The reality is that some prefer using an LMS while others do not. MOOC designers will need to account for this by determining how open the course could potentially be.

This is what I'll be reflecting on as I take this course: how the degree of openness impacts decision-making processes around licensing, open educational resources (OERs), and learning analytics.

Tuesday, September 12, 2017

#OpenEdMOOC Opens in October



Yesterday, I learned about the MOOCIntroduction to Open Education course, per Jenny Connected (via Twitter) - #OpenEdMOOC. With most MOOCs that I have taken part in, I am more interested in what the participants of the MOOC have to say than I am in whether or not I achieve stated objectives. Clearly, the instructors have a following for a reason but I have often learned more from the concatenation of MOOCs than from any one-to-many, broadcast spray of information intended to inform a public audience.

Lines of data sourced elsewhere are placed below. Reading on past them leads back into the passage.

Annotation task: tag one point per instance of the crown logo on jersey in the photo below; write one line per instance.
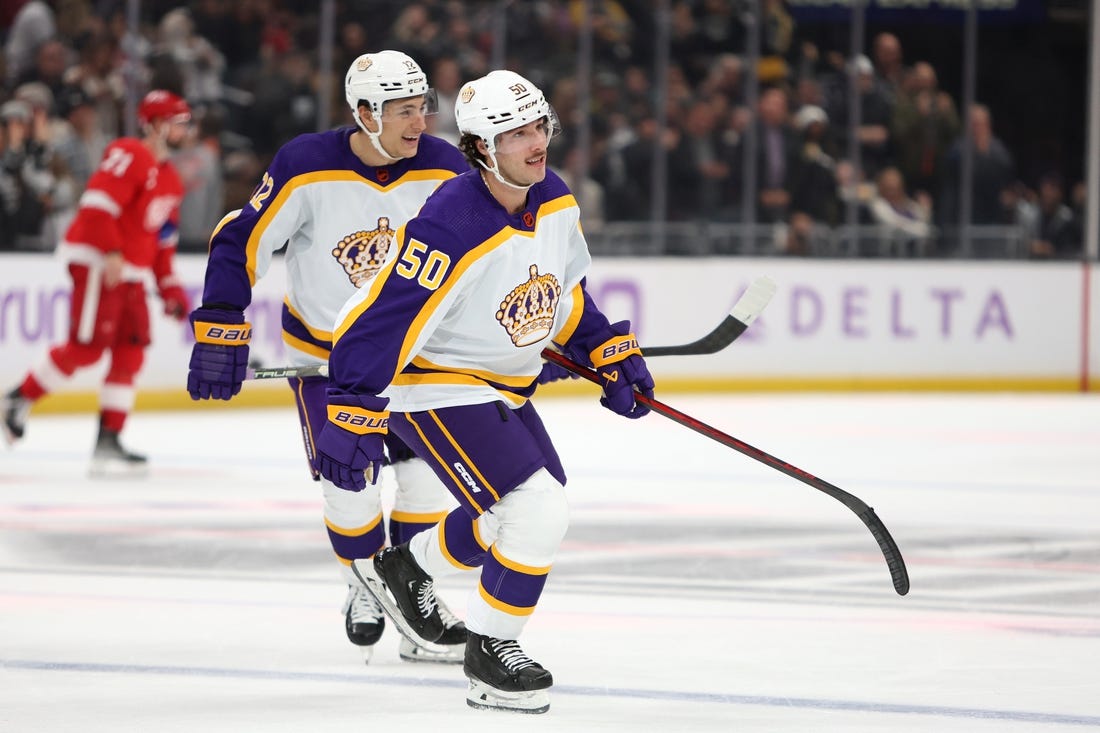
(527, 312)
(363, 253)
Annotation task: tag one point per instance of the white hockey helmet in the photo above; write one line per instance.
(378, 77)
(501, 101)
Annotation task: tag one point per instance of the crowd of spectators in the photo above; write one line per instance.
(250, 70)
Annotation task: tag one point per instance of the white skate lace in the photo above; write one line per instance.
(426, 600)
(362, 605)
(449, 619)
(509, 653)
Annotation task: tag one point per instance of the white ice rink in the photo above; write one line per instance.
(696, 590)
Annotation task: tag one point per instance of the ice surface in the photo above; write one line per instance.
(696, 590)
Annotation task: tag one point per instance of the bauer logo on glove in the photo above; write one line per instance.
(221, 334)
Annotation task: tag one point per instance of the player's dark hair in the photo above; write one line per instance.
(468, 143)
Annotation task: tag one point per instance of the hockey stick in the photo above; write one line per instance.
(747, 308)
(889, 547)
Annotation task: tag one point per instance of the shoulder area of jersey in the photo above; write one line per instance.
(312, 151)
(437, 153)
(132, 145)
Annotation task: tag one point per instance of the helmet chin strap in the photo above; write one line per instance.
(496, 173)
(373, 137)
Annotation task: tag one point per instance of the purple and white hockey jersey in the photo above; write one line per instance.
(338, 218)
(462, 314)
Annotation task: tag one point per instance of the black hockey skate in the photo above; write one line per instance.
(363, 620)
(109, 458)
(14, 408)
(503, 677)
(448, 649)
(405, 591)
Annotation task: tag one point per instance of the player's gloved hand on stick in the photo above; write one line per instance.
(620, 369)
(220, 356)
(176, 303)
(351, 445)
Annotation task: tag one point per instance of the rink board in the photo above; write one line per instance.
(833, 325)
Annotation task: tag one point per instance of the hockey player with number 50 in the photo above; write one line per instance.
(334, 198)
(123, 236)
(443, 349)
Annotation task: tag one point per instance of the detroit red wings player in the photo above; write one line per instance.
(123, 236)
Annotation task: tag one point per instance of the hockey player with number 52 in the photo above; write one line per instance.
(443, 349)
(123, 234)
(334, 198)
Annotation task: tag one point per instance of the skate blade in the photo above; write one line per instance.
(364, 570)
(113, 469)
(428, 652)
(484, 697)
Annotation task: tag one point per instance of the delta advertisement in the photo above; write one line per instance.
(832, 324)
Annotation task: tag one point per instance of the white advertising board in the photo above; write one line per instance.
(836, 324)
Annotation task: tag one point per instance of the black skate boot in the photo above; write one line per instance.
(14, 408)
(363, 620)
(503, 677)
(405, 592)
(450, 647)
(110, 458)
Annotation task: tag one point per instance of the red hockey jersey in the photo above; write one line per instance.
(131, 205)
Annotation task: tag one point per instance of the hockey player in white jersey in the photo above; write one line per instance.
(336, 199)
(443, 349)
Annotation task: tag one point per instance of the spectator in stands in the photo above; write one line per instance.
(925, 123)
(199, 63)
(198, 163)
(1058, 231)
(586, 189)
(906, 219)
(993, 173)
(703, 150)
(446, 78)
(99, 76)
(79, 142)
(876, 113)
(777, 145)
(28, 178)
(33, 25)
(888, 59)
(51, 59)
(814, 188)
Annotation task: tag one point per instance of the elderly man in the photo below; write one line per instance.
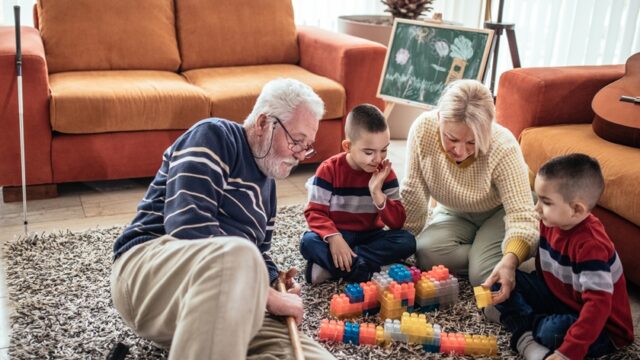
(192, 272)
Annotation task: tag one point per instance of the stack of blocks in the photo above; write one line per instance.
(411, 329)
(396, 291)
(394, 294)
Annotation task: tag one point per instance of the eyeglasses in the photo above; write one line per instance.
(297, 146)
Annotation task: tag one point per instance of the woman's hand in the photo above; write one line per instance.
(341, 252)
(503, 273)
(554, 356)
(377, 180)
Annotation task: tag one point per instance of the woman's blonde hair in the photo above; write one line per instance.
(470, 102)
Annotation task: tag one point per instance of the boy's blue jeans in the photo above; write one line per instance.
(374, 249)
(532, 307)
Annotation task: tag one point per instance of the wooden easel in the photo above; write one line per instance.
(499, 27)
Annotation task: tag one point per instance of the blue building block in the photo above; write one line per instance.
(351, 333)
(400, 273)
(354, 292)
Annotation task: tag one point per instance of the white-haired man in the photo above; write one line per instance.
(191, 272)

Another thing that caught my attention was that this course - apparently about cMOOC principles - was being offered as an xMOOC.
Will the way the course is being delivered align with the learning objectives of the course?

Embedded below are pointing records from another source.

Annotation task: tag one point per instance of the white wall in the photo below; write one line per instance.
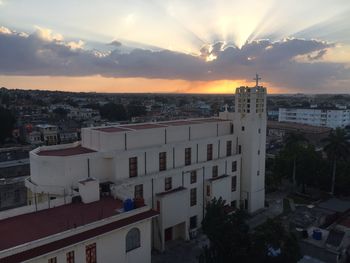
(110, 247)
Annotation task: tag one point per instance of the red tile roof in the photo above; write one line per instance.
(38, 251)
(179, 123)
(174, 190)
(111, 129)
(65, 152)
(28, 227)
(143, 126)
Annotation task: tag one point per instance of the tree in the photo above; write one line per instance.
(61, 113)
(309, 166)
(231, 240)
(294, 144)
(272, 243)
(337, 147)
(7, 121)
(136, 110)
(228, 234)
(113, 112)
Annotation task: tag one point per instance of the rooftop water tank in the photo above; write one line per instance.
(317, 234)
(128, 205)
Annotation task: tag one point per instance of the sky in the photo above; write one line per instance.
(197, 46)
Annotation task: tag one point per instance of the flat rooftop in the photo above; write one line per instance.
(292, 126)
(29, 227)
(66, 151)
(144, 126)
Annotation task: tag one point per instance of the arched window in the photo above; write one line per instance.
(132, 239)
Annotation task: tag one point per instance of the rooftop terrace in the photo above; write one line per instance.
(66, 151)
(29, 227)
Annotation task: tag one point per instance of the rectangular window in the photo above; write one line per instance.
(228, 148)
(234, 203)
(162, 161)
(138, 191)
(193, 177)
(193, 196)
(233, 183)
(209, 152)
(215, 171)
(188, 156)
(193, 222)
(70, 257)
(90, 253)
(231, 128)
(168, 183)
(234, 166)
(133, 167)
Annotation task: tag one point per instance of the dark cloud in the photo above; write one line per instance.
(115, 43)
(42, 54)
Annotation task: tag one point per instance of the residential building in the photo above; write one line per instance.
(49, 133)
(326, 117)
(95, 230)
(171, 168)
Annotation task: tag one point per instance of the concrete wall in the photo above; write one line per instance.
(110, 247)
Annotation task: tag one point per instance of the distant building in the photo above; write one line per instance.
(13, 193)
(175, 166)
(171, 168)
(49, 133)
(332, 118)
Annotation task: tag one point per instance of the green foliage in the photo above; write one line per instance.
(228, 234)
(113, 112)
(61, 113)
(272, 236)
(337, 148)
(7, 120)
(231, 241)
(135, 110)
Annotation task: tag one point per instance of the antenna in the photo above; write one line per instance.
(257, 78)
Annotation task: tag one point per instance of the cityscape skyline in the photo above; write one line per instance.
(198, 47)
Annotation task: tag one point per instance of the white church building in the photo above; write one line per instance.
(170, 169)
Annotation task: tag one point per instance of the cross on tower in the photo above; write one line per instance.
(257, 78)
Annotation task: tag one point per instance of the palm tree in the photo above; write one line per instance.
(293, 147)
(337, 147)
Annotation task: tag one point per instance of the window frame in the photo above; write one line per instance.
(133, 170)
(228, 148)
(193, 177)
(91, 253)
(132, 239)
(234, 183)
(209, 151)
(234, 166)
(188, 156)
(138, 191)
(162, 161)
(168, 184)
(193, 197)
(215, 171)
(70, 256)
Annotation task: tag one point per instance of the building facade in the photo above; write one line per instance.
(174, 167)
(332, 118)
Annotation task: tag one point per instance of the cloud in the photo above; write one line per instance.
(4, 30)
(115, 43)
(46, 53)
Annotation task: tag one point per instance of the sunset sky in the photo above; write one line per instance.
(198, 46)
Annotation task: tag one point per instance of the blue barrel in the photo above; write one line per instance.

I am also curious whether or not I will lose interest in the course like I am known to do when taking a MOOC of this kind. From the scant amount of information found in the syllabus, there is little in the way of essential questions that foster critical or creative thought that might help in this regard. Perhaps the idea is to allow critical inquiry to emerge over time, which is also an approach.

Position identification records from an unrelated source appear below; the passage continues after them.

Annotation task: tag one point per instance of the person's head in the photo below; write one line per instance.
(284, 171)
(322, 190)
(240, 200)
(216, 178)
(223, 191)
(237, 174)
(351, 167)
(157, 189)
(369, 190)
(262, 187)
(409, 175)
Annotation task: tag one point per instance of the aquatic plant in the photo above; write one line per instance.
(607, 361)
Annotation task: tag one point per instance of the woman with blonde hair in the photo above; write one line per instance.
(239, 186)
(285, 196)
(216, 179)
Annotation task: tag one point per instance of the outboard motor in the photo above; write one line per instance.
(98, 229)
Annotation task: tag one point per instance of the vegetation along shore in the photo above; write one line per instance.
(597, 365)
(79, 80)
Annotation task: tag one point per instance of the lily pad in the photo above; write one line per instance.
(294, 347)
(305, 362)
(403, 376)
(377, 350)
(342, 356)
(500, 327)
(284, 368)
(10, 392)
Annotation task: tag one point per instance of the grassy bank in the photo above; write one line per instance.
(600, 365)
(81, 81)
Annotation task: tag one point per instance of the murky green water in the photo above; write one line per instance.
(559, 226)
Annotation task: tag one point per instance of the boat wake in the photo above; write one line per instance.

As always, I am more interested in the design and delivery of the course and how participants interact than anything else.  The MOOC experience has always been a metaexperience for me, and one that invariably trickles over into my own teaching practice (for better or worse).  Hopefully there is room for Wiley and Siemens (the course instructors) to share some insights along the way into how they chose to design and deliver the course in this way, and how MOOCs might live in both formal and informal educational contexts.